Exercise in Futility

There comes a time in a man’s life when he finally realizes he will never play professional baseball. Or football. Or go to the Olympics.

I’m almost at that age.

I’m at the age where I realize that I’m older than the basketball stars winning March Madness. I’m even older than some of the rookies starting in the MLB this year. It is beginning to dawn that I will never have my name called on Draft day.

I’ll admit, this has affected my training regime more than I’d like to admit.

Maybe I’m the only one who has this problem, but the truth is if I’m not in the running to win or be the best at something, it’s hard to stay motivated. As much as I like to talk about the beauty of running for running’s sake and being made to move and all that good stuff, I just find it hard to get going until I have a real purpose. A mountain to climb, a race to run, a t-shirt to win.

But what are we called to?

Is there a Biblical imperative to exercise? Thou shall not skip leg day?

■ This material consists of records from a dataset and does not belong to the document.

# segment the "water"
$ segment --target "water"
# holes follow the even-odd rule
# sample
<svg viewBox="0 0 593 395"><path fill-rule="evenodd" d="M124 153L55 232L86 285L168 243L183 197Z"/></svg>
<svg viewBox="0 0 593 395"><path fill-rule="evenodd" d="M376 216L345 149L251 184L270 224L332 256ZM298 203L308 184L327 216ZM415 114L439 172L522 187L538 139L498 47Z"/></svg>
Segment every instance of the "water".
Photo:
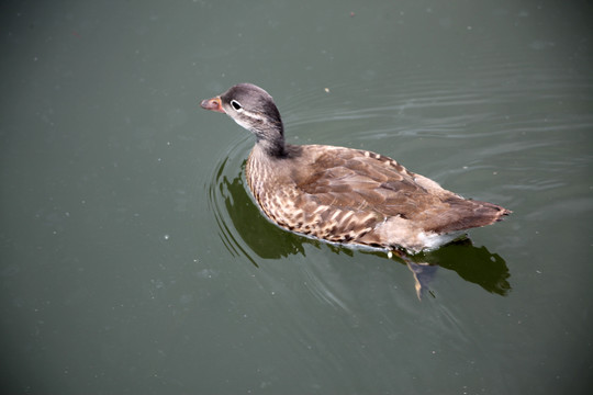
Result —
<svg viewBox="0 0 593 395"><path fill-rule="evenodd" d="M591 391L590 5L0 14L4 392ZM514 213L415 268L286 233L245 190L253 137L198 105L242 81L291 143L381 153Z"/></svg>

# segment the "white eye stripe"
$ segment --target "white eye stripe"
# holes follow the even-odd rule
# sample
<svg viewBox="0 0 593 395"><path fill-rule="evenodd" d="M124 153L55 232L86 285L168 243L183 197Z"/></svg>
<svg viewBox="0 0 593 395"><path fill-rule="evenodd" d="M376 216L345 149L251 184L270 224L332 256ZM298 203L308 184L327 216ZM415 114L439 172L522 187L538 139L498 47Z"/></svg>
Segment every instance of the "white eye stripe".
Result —
<svg viewBox="0 0 593 395"><path fill-rule="evenodd" d="M235 109L235 111L243 111L243 105L240 105L240 103L235 99L231 100L231 105L233 106L233 109Z"/></svg>

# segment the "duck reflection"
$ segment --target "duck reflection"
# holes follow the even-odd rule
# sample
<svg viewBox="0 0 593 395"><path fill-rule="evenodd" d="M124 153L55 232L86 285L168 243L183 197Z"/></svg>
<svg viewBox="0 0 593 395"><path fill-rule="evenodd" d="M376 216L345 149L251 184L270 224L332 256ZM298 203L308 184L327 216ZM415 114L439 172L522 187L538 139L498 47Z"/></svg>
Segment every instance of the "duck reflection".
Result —
<svg viewBox="0 0 593 395"><path fill-rule="evenodd" d="M222 193L221 198L224 200L225 212L231 217L240 238L257 256L265 259L278 259L296 253L304 256L305 244L320 246L318 240L289 233L268 222L247 194L240 172L232 179L220 172L217 176L216 181ZM240 249L240 253L257 267L255 259L240 248L236 240L232 240L234 238L233 233L224 225L224 222L220 218L220 213L217 221L219 226L223 228L223 234L225 234L227 248L234 253L238 253L237 249ZM275 240L275 242L269 242L269 240ZM346 247L331 244L328 246L336 253L348 256L355 253L354 250ZM359 250L359 252L387 257L384 251L379 250ZM418 298L426 294L434 296L429 284L439 267L455 271L463 280L478 284L490 293L504 296L511 290L511 284L507 281L511 275L504 259L496 253L490 252L485 247L474 247L468 238L434 251L413 256L404 251L394 252L393 259L406 264L412 271Z"/></svg>

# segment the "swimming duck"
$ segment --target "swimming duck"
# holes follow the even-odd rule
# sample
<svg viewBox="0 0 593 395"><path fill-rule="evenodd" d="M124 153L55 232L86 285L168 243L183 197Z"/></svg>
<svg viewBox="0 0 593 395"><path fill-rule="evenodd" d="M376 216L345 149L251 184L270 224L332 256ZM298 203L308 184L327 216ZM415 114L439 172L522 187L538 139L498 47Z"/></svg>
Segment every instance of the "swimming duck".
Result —
<svg viewBox="0 0 593 395"><path fill-rule="evenodd" d="M463 199L380 154L284 143L272 97L255 84L236 84L200 105L227 114L256 136L245 169L247 184L264 214L288 230L415 253L511 213Z"/></svg>

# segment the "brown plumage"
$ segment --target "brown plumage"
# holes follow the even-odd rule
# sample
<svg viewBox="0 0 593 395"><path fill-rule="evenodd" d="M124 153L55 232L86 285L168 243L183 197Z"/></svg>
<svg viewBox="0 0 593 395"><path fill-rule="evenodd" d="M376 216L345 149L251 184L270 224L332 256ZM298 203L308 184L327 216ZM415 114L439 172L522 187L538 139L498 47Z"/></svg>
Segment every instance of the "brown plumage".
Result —
<svg viewBox="0 0 593 395"><path fill-rule="evenodd" d="M234 86L201 106L226 113L256 135L247 183L266 216L286 229L333 242L417 252L511 213L466 200L379 154L284 144L272 98L254 84Z"/></svg>

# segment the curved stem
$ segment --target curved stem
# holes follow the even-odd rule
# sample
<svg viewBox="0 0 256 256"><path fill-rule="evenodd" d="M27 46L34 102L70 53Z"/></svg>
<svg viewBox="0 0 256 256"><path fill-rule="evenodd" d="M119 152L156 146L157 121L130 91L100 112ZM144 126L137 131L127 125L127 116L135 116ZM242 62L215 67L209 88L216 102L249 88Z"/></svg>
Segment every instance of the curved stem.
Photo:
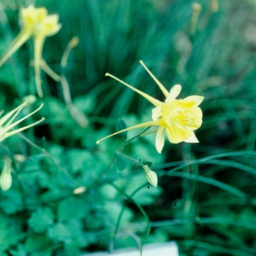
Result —
<svg viewBox="0 0 256 256"><path fill-rule="evenodd" d="M37 148L39 151L41 151L42 154L44 154L53 163L53 165L59 170L61 170L64 174L67 176L69 180L76 186L78 187L83 187L82 184L80 184L79 182L75 181L73 177L71 176L71 175L67 171L66 169L64 169L61 165L59 164L59 162L54 159L54 157L48 152L45 148L40 148L39 146L35 144L33 141L28 139L26 136L22 135L21 133L18 133L18 135L23 140L24 140L26 142L27 142L29 145L31 145L32 147Z"/></svg>
<svg viewBox="0 0 256 256"><path fill-rule="evenodd" d="M148 215L146 214L146 213L145 212L145 211L143 210L143 208L135 200L133 200L133 198L132 197L132 196L129 196L129 195L127 195L125 192L124 192L123 190L121 190L118 187L117 187L116 185L115 185L112 182L109 182L109 184L113 187L116 190L118 190L120 193L123 194L126 197L127 197L131 202L132 202L138 208L138 209L140 211L140 212L142 213L142 214L144 216L146 222L147 222L147 225L148 225L148 230L147 232L146 233L143 242L141 244L141 247L140 247L140 256L142 256L142 252L143 250L143 246L144 244L147 240L147 238L148 236L149 232L150 232L150 222L149 222L149 219L148 217Z"/></svg>
<svg viewBox="0 0 256 256"><path fill-rule="evenodd" d="M149 127L146 127L146 129L143 129L141 132L140 132L139 133L138 133L136 135L132 137L131 138L129 139L127 139L126 140L124 140L119 146L118 148L116 149L113 157L112 157L111 159L111 161L110 162L110 163L108 164L108 165L107 166L107 167L103 170L103 172L97 178L96 181L94 181L92 182L92 184L91 185L89 185L87 187L87 189L91 189L91 187L96 186L97 184L100 183L100 178L102 178L102 176L104 176L108 172L108 170L111 168L111 167L113 166L114 162L115 162L115 159L116 159L116 156L120 153L123 148L130 142L132 141L132 140L135 139L136 138L140 136L143 133L144 133L146 131L147 131L149 128Z"/></svg>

Is there something about exercise that is particularly masculine? Do real men drink protein shakes?

I cannot say what is the truth of this for you but here’s what it comes down to for me.

Why don’t I like exercising? It’s difficult. It’s much more difficult than it used to be. When I run or lift now, I do it alone, where as I once used to do it in the company of others. Why did I used to exercise? It was to get in shape for races. To compete. Now, ordinary and isolated from the competitions I used to know, I struggle to find purpose in my exercise.

Still, I cannot ignore the fact that I am given a physical body, and God isn’t in the habit of giving useless or meaningless things. So I should treat this body in the spirit in which it was a given, as a gift, free and gracious. I should use it for what it was intended: use!

Now there’s statistical reasons I could give, psychological, etc. but I think at the end of the day we should recognize that what we have been given is not unique to men, but to humanity. God looked on his creation and said that it was good. Our physical forms, though broken and bowed by the fall are still good gifts. And exercise is using that gift.

I make an idol out of success and perfection. I fail to see the value if I cannot succeed. But that is idolatrous, it’s sinful. My exercise will be imperfect and that’s ok. My role as a man will be imperfect, and that is ok. Christ, who came in the likeness of flesh, who knows our bodily griefs and pains and embarrassments, yet without sin, has been perfect for us and has perfected us before the father so that, come that glorious day, our bodies will rise into a glorious state in the resurrection. How great and gracious is God that he will glorify not just our souls but our bodies as well, renewing them into a perfection unimaginable today. All so that we might use these bodies, which hang so clumsy and ill-fitting on us now, fully and in most holy fashion for his worship and adoration.

I suppose that’s better than getting to play in the major leagues.